Terjebak Di Lift

Oleh :
Anang S. Otoluwa

 

TEMAN saya, seorang ibu, terjebak di lift sebuah hotel. Kurang lebih 11 menit dia terkurung di ruang sempit itu. Sendirian. Pada menit ke 6 dia mulai gugup dan merasa sesak. Menit ke 8 dia sudah pasrah, duduk di lantai. Bersimpuh, menangis, dan berdoa, menunggu pertolongan.

Padahal belum ada 5 menit sebelumnya kami berpisah. Di depan kamar saya layani dia minta tanda tangan. Tidak lama berselang, saat saya hendak siap-siap sholat Isya, sy melihat panggilan darinya.
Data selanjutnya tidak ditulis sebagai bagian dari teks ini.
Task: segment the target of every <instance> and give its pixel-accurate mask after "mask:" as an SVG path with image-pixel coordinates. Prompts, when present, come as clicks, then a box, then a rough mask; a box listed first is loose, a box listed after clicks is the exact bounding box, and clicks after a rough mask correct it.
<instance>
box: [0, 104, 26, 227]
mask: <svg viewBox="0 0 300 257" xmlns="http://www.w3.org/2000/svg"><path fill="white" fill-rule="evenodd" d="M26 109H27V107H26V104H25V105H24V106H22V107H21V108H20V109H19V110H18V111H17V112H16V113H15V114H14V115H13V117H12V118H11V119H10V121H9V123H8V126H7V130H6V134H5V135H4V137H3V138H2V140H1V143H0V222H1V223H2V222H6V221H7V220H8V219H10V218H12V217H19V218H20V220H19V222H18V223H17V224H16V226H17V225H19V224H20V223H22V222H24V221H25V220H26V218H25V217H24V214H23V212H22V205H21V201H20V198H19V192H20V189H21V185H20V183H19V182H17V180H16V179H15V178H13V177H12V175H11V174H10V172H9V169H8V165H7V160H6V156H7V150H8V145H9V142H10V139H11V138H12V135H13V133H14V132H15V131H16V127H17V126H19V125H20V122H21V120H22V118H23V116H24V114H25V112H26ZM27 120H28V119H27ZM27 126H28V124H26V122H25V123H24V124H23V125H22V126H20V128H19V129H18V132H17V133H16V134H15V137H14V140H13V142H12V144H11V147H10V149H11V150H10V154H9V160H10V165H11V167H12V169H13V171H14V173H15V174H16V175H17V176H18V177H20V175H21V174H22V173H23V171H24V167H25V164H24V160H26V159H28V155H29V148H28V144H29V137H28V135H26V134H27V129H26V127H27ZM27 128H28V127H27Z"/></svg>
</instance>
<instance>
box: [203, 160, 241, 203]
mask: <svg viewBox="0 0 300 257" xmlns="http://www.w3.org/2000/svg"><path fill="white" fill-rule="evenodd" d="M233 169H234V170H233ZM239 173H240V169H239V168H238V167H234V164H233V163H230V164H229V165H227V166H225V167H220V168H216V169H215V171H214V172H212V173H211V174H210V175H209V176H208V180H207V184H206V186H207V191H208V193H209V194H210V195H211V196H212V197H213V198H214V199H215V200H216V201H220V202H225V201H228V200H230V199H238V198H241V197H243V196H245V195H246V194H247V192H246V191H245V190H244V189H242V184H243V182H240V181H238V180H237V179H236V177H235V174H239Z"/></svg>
Diujung telpon, terdengar suaranya terbata-bata: “Dok, minta tolong, saya terjebak di lift”.

Tanpa pikir panjang sy menuruni tangga. Beruntung, posisi saya hanya di lantai 3. Bagaimana jika di lantai 16 spt di hotel sebelumnya? Tiba di lantai dasar, segera saya cari petugas. Petugas datang dan memencet beberapa tombol di samping pintu lift. Namun lift tdk merespon. Di dalam, sang ibu bertambah gugup.

Tak lama, saya kembali menerima pesan darinya. “Dok, belum ada bantuan?” Saya jawab: “Petugas sdh ke lantai 4”.

Tapi, tak lama petugas tadi balik ke lantai dasar.
Rupanya dia tdk berhasil membuka pintu. Melalui radio panggil, dia segera menghubungi teman lain.
Akhirnya datang bala bantuan dari 2 temannya. Bergegas mrk ke lantai 4. Saat sy menyusul, entah bagaimana caranya, pintu lift sdh terbuka. Saya cari-cari, si ibu sudah tidak ada. Kata petugas, mereka dapati si ibu menangis dan lgsg menghambur ke kamar. Saya berucap syukur, teman saya akhirnya selamat.
*
Usai kejadian itu, lama saya duduk terdiam di kamar. Saya ikut merasakan kepanikan si ibu tadi. Seumur hidup, baru sekali saya mengalami hal demikian. Tapi, itu pun bersama 8 orang. Kejadiannya juga di lift RS Cedars Sinai yg ramai pengunjung, sehingga bila liftx macet, akan segera ketahuan. Meskipun begitu, kejadian itu cukup membekas. Sampai sekarang, klu naik lift sendirian saya agak was-was.

Setelah kondisi agak tenang, si ibu me WA saya. Katax; “Dok, beruntung sy bawa hp tadi”. Saya balas: “Beruntung juga sy melihat panggilan ibu”. Dan keuntungan itu saya tambahi daftarnya. Beruntung jaringan di dlm lift tdk hilang. Beruntung pula ruangan terang. Beruntung ruangan itu cukup longgar. Beruntung ‘hanya’ 11 menit terkurung di dalam.
*
Walau dalam skala yg jauh berbeda, sy membayangkan situasi yg ibu alami tadi spt di alam kubur. Saat sendirian kita disana, kepada siapa kita menelpon minta pertolongan? Satu-satunya penolong mungkin hanya Tuhan. Tp bagaimana kalau tdk ada sinyal? “Akh…, mungkin sinyal disana tergantung amalan”, jawab saya dalam hati. Bgm kalau nomor kenalan semua hilang? Atau dirusak virus Ransomware seperti data di PDN skrg?

Saya tdk berani berandai-andai lebih jauh. Membayangkan terkurung di lift saja saya tak sanggup, bagaimana dgn suasana di dalam kubur yang kondisinya lbh menakutkan? Bukankah ruang kubur lebih sempit? Bukannya disana gelap gulita? Bukannya disana kita akan terkurung utk lama yang tiada tara? Mana lagi, disaat yg sama kita hrs menjawab berbagai pertanyaan dr malaikat.

Selepas merenungkan semua itu, saya lalu cepat2 sholat. Sholat saya kali ini terasa lebih khusu’ drpd biasanya. Usai sholat saya berdoa agar punya “modal” untuk menjamin keselamatan. Semoga kemana-mana bisa bawa ‘hp’, punya ‘sinyal’, dan punya ‘nomor kontak’ yg msh bisa dihubungi kelak di akhirat. Begitu kira2 kiasan doa saya.

Saya juga berdoa agar tdk mengalami nasib spt yg ditulis Joko Pinurbo dalam puisi “Doa org sibuk yang berkantor 24 jam sehari di ponselnya”.

Tuhan, ponsel saya rusak dibanting lindu. Nomor kontak saya hilang semua. Satu-satunya yang tersisa hanya nomor Mu.

Tuhan berkata:” Dan itulah nomor yang tidak pernah kau sapa”.